To give some idea, here are the three main cuts:
- A four-year freeze in working age benefits saving £4 billion by 2020/21. The Institute for Fiscal Studies estimates that this alone means that 13 million families will lose an average of £260 a year. Of those, 7.4 million are in work and will lose £280 a year. The freeze will also hit child benefit, which David Cameron promised to protect.
- £6 billion worth of cuts to tax credits (and subsequently universal credit) and associated housing allowances from April 2017. The IFS says new claimants will lose credit entitlement for more than two children, losing the average of £3,670 a year that currently goes to 872,000 families (548,000 in work). On top of that, the family element in credits for the first child will be cut for new claimants and housing allowances associated with both will be cut too. Kate Webb of Shelter calculates that just one change – the removal of the family premium, an allowance of earned income before housing benefit starts to be withdrawn for working families with children – could cost a single mother working 20 hours a week at the new national living wage £11 a week. That’s not much less than the bedroom tax.
- Cuts to work allowances that mean working households will lose tax credits/universal credit much more quickly than now. At the moment, credits start to be withdrawn once family earnings rise above £6,420. That will fall to just £3,850. This will cost 3 million working families just over £1,000 a year each. Credits will also be withdrawn at a faster rate once they hit that threshold.
Where do the Conservatives really stand when it comes to supporting workers on low wages?
Are the Tories the One Nation ‘workers party’, cutting tax, increasing the minimum wage and reforming welfare to make sure that work always pays? Or are they the one that’s set to cut spending on tax credits by £5 billion and cost those same workers up to £1,690 per year?

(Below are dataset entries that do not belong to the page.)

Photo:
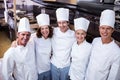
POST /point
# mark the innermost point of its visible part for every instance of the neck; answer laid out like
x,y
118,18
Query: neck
x,y
106,41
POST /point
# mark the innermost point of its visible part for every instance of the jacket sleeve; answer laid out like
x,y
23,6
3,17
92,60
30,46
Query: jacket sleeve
x,y
7,66
115,70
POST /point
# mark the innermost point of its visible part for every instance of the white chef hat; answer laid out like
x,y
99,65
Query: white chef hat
x,y
43,19
24,25
107,18
81,23
62,14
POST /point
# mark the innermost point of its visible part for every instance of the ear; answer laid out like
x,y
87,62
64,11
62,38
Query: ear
x,y
18,34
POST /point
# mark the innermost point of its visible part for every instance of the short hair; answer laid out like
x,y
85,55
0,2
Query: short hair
x,y
39,35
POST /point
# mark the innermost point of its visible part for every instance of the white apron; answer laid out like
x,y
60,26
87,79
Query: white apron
x,y
62,44
43,53
104,62
80,57
20,62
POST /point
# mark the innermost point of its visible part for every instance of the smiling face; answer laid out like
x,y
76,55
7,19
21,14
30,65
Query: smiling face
x,y
106,32
63,25
45,31
80,35
23,37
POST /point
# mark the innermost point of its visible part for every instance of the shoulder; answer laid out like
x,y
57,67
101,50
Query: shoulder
x,y
9,53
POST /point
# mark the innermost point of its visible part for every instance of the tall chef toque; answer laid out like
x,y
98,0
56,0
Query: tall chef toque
x,y
81,23
62,14
24,25
43,19
107,18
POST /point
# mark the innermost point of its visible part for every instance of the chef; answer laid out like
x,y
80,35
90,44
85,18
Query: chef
x,y
62,42
105,57
81,50
19,62
43,46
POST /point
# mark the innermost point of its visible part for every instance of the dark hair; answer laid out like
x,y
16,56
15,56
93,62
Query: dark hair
x,y
39,35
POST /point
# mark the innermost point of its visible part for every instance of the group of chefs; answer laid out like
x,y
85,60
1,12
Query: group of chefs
x,y
59,53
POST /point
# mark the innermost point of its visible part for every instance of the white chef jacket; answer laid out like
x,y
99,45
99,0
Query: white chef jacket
x,y
43,53
19,61
62,44
80,57
104,62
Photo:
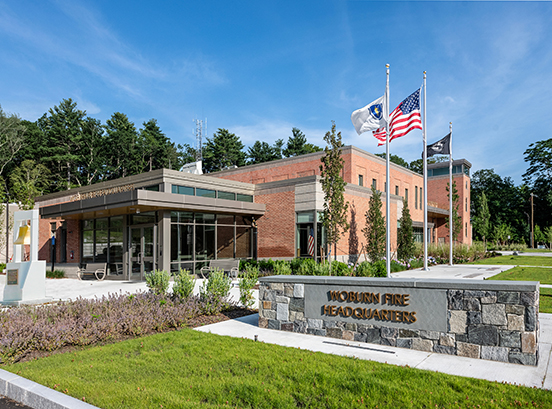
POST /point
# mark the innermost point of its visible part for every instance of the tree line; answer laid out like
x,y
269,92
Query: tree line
x,y
66,148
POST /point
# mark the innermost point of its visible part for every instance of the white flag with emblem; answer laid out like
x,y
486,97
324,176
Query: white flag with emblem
x,y
372,116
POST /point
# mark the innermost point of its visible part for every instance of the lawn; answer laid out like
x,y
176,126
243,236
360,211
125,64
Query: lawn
x,y
517,260
544,275
186,368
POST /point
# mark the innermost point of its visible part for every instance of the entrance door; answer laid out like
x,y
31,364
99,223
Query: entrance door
x,y
142,251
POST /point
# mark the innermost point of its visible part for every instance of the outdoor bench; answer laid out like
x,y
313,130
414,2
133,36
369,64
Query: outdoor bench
x,y
229,266
97,270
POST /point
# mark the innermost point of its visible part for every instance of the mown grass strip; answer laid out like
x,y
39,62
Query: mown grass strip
x,y
186,369
517,260
544,275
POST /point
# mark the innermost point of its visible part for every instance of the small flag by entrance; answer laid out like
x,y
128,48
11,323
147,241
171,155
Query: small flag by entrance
x,y
403,119
370,117
310,243
441,147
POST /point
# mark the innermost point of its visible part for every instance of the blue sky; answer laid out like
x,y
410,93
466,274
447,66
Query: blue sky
x,y
259,68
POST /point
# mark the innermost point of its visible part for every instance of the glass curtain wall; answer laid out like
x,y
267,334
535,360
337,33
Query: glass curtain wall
x,y
197,238
102,242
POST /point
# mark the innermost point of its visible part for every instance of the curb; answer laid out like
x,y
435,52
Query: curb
x,y
35,395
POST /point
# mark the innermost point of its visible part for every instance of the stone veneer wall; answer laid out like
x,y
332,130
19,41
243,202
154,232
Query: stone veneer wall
x,y
494,320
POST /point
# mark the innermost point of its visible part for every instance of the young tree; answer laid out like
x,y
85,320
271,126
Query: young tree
x,y
481,221
405,236
456,219
548,236
374,232
223,150
334,217
29,181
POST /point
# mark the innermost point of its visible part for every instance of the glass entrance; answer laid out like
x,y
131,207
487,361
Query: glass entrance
x,y
142,251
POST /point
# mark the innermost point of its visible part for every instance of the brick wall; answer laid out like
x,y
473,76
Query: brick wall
x,y
276,229
437,193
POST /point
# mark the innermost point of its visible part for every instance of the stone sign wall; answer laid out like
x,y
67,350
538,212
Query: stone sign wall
x,y
495,320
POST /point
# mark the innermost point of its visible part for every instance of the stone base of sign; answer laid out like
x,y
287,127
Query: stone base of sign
x,y
494,320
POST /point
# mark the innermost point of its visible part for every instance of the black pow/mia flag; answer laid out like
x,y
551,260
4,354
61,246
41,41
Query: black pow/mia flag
x,y
441,147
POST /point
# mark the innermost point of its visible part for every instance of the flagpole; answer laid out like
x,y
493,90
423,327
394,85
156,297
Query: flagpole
x,y
451,221
387,185
424,127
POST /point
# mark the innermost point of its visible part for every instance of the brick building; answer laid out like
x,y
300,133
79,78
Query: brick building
x,y
169,220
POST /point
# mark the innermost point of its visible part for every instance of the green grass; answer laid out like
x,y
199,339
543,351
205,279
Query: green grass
x,y
517,261
544,275
186,368
545,300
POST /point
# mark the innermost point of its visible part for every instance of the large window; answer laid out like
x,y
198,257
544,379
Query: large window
x,y
102,242
197,238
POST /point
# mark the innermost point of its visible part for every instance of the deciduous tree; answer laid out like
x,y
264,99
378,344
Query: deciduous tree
x,y
374,232
405,235
334,216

Ahead of Wednesday’s Budget, the rhetoric and the reality simply do not match. In David Cameron’s ‘speech on opportunity’ in Runcorn last month, he contrasted the ‘right track’ of economic opportunity with the ‘wrong track’ of ‘people capable of work, written off to a lifetime on benefits’ and policies that ‘ignore the causes and simply treat the symptoms of the social and economic problems we face’. Rather than redistributing money through the benefits system we have to tackle the ‘real causes’ of child poverty. And our approach to low pay is complacent:
‘There is what I would call a merry-go-round. People working on the minimum wage having that money taxed by the government and then the government giving them that money back – and more – in welfare. Again, it’s dealing with the symptoms of the problem: topping up low pay rather than extending the drivers of opportunity – helping to create well paid jobs in the first place. So this is the change we need. We need to move from a low wage, high tax, high welfare society to a higher wage, lower tax, lower welfare society.’
Needless to say he did not explain how. The key Conservative policy of increasing the income tax threshold to the level of the minimum wage sounds like it benefits low-paid workers most. In fact, anyone paid below the current threshold of £10,600 a year will receive no benefit at all while most of the gains will go to people on higher earnings. It’s the same story with tax credits and housing benefit, both of which are essential to people who are in work but on low pay. All the tax cuts in the world do little to make up for the cuts in the last parliament and the cuts to come in this. As Gavin Kelly argues, the notion that higher wages will somehow fill the gap is fanciful.